Recently, surface glycan SSEA-5 was shown to specifically mark teratoma-initiating hPSCs [19]. During differentiation, SSEA-5 is depleted from the cell surface; consequently, cells lose teratoma-forming capacity. Thus, we asked whether an increased pool of SSEA-5-positive cells increases teratoma-forming capacity in monolayer hESCs. We examined SSEA-5 expression in undifferentiated and differentiating hPSCs from both culture systems. Virtually the same level of SSEA-5 positivity was observed within undifferentiated cells or within cells after 7 days of differentiation (Fig. 3C; supplemental online Fig. 5). In addition, POU5F1 (encoding Oct-4 protein) expression did not differ after 15 days of EB differentiation between monolayer hPSCs and colonies (Fig. 3D). hiPSC clone 4 cells showed a distinct dynamics of differentiation; however, the invariance between colonies and monolayer was preserved. Therefore, teratomas developed from monolayer hESCs were likely not driven by an increased pool of teratoma-initiating and/or differentiation-resistant cells.

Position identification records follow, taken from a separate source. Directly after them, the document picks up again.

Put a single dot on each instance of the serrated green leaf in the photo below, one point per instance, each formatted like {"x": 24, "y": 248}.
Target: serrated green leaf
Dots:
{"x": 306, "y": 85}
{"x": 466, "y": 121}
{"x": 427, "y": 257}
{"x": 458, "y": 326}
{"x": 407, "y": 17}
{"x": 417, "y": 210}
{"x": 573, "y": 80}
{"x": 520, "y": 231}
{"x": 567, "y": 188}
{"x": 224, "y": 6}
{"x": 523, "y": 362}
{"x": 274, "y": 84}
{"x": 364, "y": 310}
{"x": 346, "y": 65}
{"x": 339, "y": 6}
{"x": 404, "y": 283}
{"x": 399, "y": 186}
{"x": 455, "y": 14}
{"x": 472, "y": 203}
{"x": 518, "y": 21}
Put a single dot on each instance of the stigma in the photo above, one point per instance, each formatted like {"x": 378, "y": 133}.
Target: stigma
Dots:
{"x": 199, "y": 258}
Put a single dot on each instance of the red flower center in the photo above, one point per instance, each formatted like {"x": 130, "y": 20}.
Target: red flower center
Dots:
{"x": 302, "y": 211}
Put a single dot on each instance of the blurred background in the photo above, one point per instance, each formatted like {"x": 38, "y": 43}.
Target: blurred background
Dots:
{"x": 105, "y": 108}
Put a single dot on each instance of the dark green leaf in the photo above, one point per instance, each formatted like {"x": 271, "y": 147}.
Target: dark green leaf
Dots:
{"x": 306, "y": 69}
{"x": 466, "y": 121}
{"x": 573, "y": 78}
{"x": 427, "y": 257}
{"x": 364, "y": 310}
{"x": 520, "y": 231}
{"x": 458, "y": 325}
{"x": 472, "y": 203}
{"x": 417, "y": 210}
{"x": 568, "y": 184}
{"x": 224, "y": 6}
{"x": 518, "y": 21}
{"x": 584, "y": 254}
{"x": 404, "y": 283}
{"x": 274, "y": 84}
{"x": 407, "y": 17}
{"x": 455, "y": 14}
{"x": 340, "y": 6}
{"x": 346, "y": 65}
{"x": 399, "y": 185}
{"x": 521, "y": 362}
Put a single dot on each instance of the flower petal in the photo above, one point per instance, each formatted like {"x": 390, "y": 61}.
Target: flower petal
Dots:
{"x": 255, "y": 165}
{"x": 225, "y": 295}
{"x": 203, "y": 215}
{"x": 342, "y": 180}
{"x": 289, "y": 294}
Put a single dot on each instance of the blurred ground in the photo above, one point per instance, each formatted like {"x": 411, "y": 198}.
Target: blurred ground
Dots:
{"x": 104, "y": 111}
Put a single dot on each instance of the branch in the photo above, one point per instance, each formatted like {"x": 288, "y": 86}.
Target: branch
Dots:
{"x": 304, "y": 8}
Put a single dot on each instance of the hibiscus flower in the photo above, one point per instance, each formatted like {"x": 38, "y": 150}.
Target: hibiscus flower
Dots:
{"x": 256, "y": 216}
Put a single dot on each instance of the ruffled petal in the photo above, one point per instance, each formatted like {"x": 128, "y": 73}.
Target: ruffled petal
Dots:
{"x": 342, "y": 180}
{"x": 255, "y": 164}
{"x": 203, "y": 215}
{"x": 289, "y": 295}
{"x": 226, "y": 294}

Cell death also influences teratoma development, as significant numbers of hPSCs die shortly after injection [20]. Thus, cell populations with increased resistance to cell death would more efficiently form teratomas. Recently, the effects of antiapoptotic proteins Bcl-2 and Bcl-xL on hESC survival were described [2123]. In addition, survivin has been shown to regulate hESC teratoma-forming capacity [24]. However, none of these factors were overexpressed in monolayer hPSCs compared with colonies (Fig. 4). Of note, the expression of survivin was remarkably low in CCTL14 colonies growing on Matrigel (Fig. 4A), which correlates with no teratomas developed out of these cells.

Figure 4.

Figure 4.

Expression of hPSC survival-associated antiapoptotic genes in the monolayer system, colonies on MG, and standard culture in colonies on mEFs. (A): Western blot for Bcl-xL, survivin, and Bcl-2 in hPSCs cultured in colonies on mEFs, colonies on MG, or as a monolayer on MG. Note that Bcl-2 was not detected. Numbers indicate independent samples. Oct-4 served as a marker of the undifferentiated state of hPSCs; α-tubulin served as a loading control. (B): A375, a melanoma cell line, served as a positive control for the anti-Bcl-2 antibody in the Western blot. (C): Quantitative reverse transcription-polymerase chain reaction for the BCL2L1 gene (encoding Bcl-xL protein) normalized to GAPDH. The results indicate higher expression of BCL2L1 in colonies on mEFs, which is also visible by Western blot (A). Error bars indicate SEM (n = 6). Abbreviations: alpha Tu, α-tubulin; hPSC, human pluripotent stem cell; mEF, murine embryonic fibroblast; MG, Matrigel.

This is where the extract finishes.